From: Stogner, R. H <roy...@ic...> - 2019-01-30 17:07:56
|
On Wed, 30 Jan 2019, Li Luo wrote: > I am using libMesh for large scale parallelization. To enable the usage of > 65536 processor cores, the options > --with-dof-id-bytes=8 --with-processor-id-bytes=4 > --with-subdomain-id-bytes=4 > are already used for configuration. > > However, the code 'sticks' in the following fuction: > Parallel::Sort<Hilbert::HilbertIndices> sorter (communicator, > sorted_hilbert_keys); > sorter.sort(); So, this looks horribly suspicious. In parallel_sort.h:52, where it defaults "IdxType=unsigned int", would you try "IdxType=dof_id_type" instead? That might be a red herring (the problem here would be sorting at least 2^32 objects, not sorting them on at least 2^16 processors) but it sure looks like a bug to me and there's at least a chance it's the bug affecting you. > in the routing MeshCommunication::find_global_indices (in > file mesh_communication_global_indices.C), which is called from routine > Partitioner::partition_unpartitioned_elem (in file partitioner.C). > Since libMesh calls libHilbert for this sort function, is there anything > should be noticed for the configuration of libHilbert when using large > scale parallelization? Quite possibly. We currently have libHilbert set to use 32-bit integers internally. That should be fine in theory (coordinates get identified by triples of integers, and if you're using unique_id then that disambiguates any contiguous nodes). But cranking that up to 64 in contrib/libHilbert/include/Hilbert/FixBitVec.hpp would be what I'd suggest as Plan B. > Is that possible not to use libHilbert? If so, any efficiency > degenerates?
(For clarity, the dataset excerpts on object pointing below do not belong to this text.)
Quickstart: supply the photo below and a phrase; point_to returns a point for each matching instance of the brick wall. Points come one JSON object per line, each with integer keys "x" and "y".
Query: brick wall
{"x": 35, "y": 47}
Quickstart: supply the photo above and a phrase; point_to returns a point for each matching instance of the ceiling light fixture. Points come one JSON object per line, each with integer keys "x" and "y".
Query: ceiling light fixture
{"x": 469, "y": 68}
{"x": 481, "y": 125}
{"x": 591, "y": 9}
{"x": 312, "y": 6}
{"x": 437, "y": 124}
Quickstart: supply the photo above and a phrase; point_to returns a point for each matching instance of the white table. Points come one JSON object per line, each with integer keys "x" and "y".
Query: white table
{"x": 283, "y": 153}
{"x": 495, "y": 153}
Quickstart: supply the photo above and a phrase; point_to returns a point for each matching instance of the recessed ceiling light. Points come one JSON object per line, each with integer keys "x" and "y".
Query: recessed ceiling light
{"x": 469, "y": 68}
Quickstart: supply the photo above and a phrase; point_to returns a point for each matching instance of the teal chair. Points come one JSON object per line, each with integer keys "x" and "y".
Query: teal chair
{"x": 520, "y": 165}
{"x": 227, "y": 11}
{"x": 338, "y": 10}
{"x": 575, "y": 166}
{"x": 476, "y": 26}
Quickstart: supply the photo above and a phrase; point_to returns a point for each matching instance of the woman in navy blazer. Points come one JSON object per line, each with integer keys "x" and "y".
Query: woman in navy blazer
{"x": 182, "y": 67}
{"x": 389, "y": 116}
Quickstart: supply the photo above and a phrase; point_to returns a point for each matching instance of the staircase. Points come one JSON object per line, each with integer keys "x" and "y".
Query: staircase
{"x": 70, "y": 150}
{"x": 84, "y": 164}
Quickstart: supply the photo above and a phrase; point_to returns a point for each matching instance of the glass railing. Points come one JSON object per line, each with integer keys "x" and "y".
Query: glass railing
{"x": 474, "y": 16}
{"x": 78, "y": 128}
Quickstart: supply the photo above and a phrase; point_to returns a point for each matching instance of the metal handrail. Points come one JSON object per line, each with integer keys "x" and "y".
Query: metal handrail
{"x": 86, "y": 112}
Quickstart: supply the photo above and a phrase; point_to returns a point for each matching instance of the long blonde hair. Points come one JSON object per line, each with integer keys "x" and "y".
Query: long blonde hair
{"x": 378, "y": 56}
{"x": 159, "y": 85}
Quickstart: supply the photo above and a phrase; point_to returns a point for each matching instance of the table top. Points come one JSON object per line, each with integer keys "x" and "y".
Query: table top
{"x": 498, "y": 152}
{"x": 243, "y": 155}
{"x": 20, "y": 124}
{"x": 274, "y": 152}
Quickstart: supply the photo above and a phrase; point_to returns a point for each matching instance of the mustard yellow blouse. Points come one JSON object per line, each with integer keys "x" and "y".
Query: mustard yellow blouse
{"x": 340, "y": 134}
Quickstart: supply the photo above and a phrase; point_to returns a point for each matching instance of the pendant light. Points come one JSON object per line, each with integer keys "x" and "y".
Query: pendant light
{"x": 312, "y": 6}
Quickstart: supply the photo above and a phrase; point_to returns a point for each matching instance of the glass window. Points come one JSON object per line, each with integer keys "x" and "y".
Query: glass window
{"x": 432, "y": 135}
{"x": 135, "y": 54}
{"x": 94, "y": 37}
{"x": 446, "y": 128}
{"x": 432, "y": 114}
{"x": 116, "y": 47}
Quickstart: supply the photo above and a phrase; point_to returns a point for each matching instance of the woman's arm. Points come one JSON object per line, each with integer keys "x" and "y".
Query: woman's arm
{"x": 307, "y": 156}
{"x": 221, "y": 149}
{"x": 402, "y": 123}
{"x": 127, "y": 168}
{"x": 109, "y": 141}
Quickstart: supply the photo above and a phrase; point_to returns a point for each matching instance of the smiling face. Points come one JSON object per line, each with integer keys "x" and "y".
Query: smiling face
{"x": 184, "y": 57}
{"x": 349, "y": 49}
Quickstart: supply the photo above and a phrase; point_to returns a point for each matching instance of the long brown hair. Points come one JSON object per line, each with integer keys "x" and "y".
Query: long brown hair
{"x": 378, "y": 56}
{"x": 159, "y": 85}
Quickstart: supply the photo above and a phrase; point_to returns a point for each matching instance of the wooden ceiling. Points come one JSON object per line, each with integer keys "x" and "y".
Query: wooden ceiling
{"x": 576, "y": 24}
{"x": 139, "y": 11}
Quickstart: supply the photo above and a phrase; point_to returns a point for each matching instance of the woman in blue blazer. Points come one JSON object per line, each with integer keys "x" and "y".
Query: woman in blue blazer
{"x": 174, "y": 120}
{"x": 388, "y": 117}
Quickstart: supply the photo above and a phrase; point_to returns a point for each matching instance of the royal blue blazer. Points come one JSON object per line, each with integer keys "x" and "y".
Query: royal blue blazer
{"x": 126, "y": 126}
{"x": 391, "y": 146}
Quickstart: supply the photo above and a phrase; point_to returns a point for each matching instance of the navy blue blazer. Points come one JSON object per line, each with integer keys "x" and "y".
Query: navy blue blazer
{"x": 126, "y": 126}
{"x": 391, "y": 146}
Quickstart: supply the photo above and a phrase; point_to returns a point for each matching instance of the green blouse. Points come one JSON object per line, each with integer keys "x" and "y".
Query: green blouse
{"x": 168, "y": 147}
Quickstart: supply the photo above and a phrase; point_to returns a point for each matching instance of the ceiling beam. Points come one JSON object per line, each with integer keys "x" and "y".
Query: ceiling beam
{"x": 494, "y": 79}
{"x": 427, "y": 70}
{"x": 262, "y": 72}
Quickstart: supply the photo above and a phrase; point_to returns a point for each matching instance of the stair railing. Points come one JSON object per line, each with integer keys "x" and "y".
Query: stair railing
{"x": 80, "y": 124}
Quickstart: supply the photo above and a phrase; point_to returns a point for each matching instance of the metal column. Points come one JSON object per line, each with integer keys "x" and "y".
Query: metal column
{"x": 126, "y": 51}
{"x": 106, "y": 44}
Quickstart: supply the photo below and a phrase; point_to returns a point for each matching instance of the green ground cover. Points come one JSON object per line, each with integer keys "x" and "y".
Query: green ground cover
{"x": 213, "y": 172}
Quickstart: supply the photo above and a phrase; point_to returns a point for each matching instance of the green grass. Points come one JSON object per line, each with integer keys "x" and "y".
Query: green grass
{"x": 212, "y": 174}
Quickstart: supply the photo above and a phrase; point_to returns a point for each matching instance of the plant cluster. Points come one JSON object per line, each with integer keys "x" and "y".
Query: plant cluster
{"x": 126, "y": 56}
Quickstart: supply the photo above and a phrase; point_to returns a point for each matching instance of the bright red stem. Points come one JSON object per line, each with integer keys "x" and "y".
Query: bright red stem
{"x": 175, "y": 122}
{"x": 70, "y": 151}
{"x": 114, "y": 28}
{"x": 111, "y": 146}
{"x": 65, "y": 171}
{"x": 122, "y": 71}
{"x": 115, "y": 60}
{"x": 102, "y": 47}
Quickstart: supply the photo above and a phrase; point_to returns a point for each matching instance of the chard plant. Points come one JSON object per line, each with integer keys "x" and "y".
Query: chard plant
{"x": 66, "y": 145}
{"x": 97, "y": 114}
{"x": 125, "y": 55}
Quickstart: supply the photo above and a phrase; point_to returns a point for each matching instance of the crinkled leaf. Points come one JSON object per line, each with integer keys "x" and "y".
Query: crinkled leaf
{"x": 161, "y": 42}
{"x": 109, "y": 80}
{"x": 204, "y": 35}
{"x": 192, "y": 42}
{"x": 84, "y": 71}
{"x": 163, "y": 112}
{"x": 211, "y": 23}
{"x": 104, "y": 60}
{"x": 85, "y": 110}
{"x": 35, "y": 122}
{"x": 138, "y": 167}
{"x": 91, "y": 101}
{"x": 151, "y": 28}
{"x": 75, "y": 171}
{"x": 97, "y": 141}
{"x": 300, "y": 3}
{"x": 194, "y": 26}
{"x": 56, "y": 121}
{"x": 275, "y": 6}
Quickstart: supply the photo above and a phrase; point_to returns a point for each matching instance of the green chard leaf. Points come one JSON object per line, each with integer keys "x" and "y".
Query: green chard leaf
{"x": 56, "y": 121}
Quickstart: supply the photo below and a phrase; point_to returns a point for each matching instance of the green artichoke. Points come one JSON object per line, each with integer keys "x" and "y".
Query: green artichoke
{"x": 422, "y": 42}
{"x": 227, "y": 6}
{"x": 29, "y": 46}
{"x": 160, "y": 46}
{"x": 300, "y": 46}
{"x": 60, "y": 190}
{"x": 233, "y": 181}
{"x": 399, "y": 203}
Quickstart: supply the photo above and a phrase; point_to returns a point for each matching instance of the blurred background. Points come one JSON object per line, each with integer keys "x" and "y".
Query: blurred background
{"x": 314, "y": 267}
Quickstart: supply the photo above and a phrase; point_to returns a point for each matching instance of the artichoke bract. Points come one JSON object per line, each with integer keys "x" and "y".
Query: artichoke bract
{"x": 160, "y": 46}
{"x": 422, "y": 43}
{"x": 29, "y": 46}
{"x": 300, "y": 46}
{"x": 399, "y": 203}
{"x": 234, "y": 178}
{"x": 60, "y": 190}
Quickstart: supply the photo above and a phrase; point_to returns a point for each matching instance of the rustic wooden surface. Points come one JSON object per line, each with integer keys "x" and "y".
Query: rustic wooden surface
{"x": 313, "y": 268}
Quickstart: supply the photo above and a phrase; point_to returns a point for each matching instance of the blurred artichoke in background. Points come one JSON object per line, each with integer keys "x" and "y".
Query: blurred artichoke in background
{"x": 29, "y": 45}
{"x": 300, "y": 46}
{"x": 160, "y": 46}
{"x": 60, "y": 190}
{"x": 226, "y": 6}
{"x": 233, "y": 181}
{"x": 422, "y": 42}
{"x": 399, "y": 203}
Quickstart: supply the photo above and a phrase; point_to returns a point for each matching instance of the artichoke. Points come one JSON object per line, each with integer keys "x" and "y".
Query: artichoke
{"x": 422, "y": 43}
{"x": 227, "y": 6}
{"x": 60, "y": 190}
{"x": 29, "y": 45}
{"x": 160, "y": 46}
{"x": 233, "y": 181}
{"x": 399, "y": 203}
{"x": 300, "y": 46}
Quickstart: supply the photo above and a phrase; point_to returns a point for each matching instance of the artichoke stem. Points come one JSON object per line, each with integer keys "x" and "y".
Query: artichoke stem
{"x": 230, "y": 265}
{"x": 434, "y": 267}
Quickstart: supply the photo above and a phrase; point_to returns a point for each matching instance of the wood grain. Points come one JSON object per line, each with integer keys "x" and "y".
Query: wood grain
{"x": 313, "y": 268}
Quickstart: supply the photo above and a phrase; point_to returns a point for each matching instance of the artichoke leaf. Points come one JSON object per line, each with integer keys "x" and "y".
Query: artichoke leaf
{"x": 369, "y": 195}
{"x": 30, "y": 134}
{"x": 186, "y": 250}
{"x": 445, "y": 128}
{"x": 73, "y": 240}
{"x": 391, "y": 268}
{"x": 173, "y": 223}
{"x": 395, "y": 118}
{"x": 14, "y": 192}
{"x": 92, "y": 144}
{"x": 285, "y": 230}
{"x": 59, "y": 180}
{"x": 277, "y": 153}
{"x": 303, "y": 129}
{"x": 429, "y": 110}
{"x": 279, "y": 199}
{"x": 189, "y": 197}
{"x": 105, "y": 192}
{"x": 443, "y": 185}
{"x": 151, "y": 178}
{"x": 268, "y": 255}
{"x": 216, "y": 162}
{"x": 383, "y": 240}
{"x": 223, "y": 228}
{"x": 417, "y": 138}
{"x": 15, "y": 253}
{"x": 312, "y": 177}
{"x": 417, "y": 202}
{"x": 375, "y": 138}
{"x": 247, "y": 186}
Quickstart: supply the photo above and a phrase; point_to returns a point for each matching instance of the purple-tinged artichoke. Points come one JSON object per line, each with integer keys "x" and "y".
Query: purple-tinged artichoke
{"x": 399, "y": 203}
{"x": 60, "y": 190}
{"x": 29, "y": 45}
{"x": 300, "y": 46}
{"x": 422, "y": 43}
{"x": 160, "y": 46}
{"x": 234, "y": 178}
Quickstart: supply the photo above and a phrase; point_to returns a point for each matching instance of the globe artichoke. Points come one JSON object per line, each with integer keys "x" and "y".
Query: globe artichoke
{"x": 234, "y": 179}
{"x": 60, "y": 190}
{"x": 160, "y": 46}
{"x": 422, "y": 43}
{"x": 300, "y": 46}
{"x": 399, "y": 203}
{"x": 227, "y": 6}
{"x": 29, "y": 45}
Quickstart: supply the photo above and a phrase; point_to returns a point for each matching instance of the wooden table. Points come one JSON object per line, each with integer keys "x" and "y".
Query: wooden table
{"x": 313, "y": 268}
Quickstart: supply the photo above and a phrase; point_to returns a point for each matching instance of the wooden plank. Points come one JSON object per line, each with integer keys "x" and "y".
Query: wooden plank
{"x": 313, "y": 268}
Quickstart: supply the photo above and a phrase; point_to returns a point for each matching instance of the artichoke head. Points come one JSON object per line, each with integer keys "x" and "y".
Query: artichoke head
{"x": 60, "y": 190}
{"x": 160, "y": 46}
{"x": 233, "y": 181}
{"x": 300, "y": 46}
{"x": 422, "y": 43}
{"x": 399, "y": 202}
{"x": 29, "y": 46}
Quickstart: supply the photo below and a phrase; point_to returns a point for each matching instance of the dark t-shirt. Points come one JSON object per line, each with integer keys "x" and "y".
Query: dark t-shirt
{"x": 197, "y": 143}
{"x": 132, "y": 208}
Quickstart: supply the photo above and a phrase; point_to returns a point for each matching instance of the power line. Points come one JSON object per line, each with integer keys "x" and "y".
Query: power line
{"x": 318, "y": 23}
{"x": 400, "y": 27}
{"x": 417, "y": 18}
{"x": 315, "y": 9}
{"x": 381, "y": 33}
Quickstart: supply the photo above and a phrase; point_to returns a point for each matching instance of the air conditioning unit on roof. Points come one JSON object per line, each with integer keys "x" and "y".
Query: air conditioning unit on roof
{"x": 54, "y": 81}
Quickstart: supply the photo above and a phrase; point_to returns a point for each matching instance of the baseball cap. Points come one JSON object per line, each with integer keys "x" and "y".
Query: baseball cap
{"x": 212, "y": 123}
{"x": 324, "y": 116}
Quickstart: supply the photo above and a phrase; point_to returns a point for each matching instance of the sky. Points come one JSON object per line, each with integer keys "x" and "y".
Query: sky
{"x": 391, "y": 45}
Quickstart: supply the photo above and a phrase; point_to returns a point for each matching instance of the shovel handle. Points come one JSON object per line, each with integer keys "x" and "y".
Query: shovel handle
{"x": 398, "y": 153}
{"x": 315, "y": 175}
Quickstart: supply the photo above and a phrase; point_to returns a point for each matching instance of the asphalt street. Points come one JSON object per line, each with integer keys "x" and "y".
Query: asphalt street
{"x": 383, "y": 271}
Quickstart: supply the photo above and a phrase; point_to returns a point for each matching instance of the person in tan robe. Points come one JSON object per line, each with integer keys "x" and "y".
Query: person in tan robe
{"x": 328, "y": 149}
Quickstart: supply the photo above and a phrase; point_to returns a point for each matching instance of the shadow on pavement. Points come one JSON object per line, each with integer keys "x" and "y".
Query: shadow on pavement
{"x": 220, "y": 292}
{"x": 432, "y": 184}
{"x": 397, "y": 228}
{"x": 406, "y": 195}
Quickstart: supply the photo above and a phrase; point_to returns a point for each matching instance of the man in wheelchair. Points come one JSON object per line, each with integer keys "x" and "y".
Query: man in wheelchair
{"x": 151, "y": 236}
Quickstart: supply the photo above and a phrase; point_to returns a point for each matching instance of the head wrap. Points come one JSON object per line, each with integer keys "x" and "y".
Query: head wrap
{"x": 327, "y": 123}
You lose the ability to do N->M restarts with xdr/xda EquationSystems output, and you lose compatibility of xdr/xda EquationSystems output between with- and without- libHilbert libMesh compiles... No efficiency loss, though, and I don't think either of those features can scale up to your processor count anyway, so trying with libHilbert disabled (it's a configure option) should be your plan C. There might also be an inadvertent libHilbert dependency somewhere when using "slit meshes" or anything else that gives multiple topologically distinct nodes the exact same geometric coordinates - I don't think this is the case but it's a possible bug to watch out for. Thanks for the bug report, and please keep us up to speed with what works or fails to fix it! --- Roy |